バルビュ・エコロジー移行相は7月15日、干ばつ対策班を招集し、現状の確認を行った。2013年以来の厳しい状況にあると発表した。
全国の地表水の水位は、全体の3分の1ヵ所近くの測定ポイントにおいて、過去20年間に観測された最低値を下回る水準に下がっている。春季の降水量は全国的に概ね平年並みだったが、猛暑の影響で地表水の目減りが大きくなっている。現在、全国で12万人に飲料水の適正な供給が行えない状態になっている。地下水系の水位は、地表水に比べると、今のところは良好な水準にあるが、通常よりも早いペースで低下に向かっているという。

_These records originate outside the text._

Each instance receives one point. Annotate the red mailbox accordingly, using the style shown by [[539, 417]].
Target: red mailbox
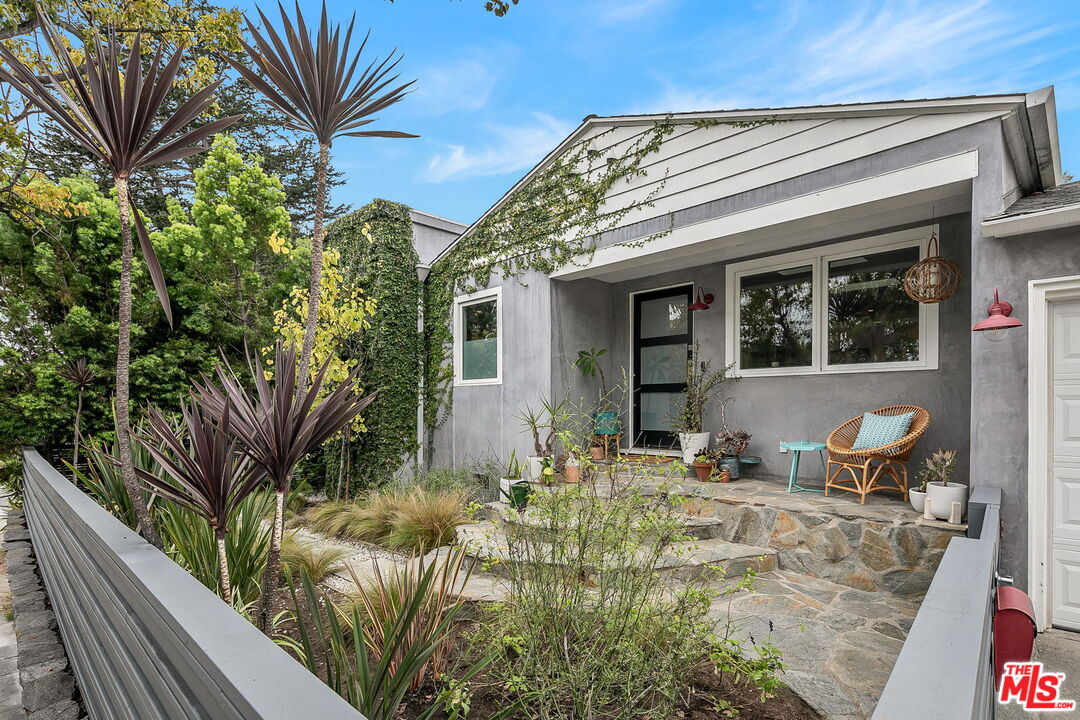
[[1014, 629]]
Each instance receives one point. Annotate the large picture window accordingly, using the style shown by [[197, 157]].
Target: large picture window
[[836, 309], [477, 341]]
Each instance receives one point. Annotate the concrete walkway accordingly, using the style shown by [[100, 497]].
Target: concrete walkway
[[1060, 652], [11, 690]]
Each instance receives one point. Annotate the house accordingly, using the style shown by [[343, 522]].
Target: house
[[781, 215]]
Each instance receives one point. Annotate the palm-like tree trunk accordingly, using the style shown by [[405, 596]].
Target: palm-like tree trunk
[[273, 564], [302, 380], [223, 561], [311, 321], [123, 363], [76, 439]]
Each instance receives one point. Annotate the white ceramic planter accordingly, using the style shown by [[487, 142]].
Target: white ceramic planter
[[534, 467], [918, 499], [693, 445], [942, 497]]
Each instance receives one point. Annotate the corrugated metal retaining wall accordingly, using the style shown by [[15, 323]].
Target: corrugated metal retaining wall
[[945, 669], [145, 638]]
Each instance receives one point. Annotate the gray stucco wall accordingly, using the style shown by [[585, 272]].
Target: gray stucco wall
[[999, 438], [797, 407], [483, 422], [977, 397]]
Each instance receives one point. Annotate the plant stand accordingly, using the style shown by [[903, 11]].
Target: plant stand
[[604, 439], [798, 448]]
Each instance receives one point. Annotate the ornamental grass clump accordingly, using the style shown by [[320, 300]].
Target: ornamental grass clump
[[376, 648], [402, 520], [318, 562], [592, 628]]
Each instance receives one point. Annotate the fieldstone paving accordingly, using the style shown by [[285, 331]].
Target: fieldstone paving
[[838, 642]]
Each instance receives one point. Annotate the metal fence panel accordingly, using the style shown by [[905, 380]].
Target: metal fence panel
[[147, 640], [945, 669]]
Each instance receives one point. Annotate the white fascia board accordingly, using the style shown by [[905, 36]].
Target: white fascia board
[[1018, 225], [915, 178]]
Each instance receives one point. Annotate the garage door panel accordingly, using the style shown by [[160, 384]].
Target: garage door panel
[[1066, 588]]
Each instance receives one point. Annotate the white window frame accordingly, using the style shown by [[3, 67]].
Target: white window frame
[[460, 303], [819, 258]]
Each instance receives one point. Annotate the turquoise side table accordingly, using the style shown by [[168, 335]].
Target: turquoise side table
[[797, 448]]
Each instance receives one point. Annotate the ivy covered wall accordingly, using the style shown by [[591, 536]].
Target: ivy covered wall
[[382, 261]]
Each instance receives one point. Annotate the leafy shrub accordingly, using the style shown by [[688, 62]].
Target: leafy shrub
[[592, 629], [315, 561]]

全国の99県において、何らかの消費制限(私有プールに水を溜めない、洗車や庭の散水を見合わせる、一部の工業目的での使用の禁止など)が適用されている。渇水状況は、指定なしから、警戒、警報、強化警報、危機という全5段階に分類され、随時公表されている(「vigieau.gouv.fr」にて確認可能)が、現時点では、43県が危機に指定されており、27県が強化警報の対象となっている。
農業生産への影響が懸念されている。また、干ばつに関係して、山火事・森林火災の被害も拡大しており、今年に入ってこれまでに3万ヘクタール余りが焼失。パリ南郊フォンテーヌブローの森の火災が象徴するように、これまでは被害が少なかった北寄りの地域でも発生が増えている。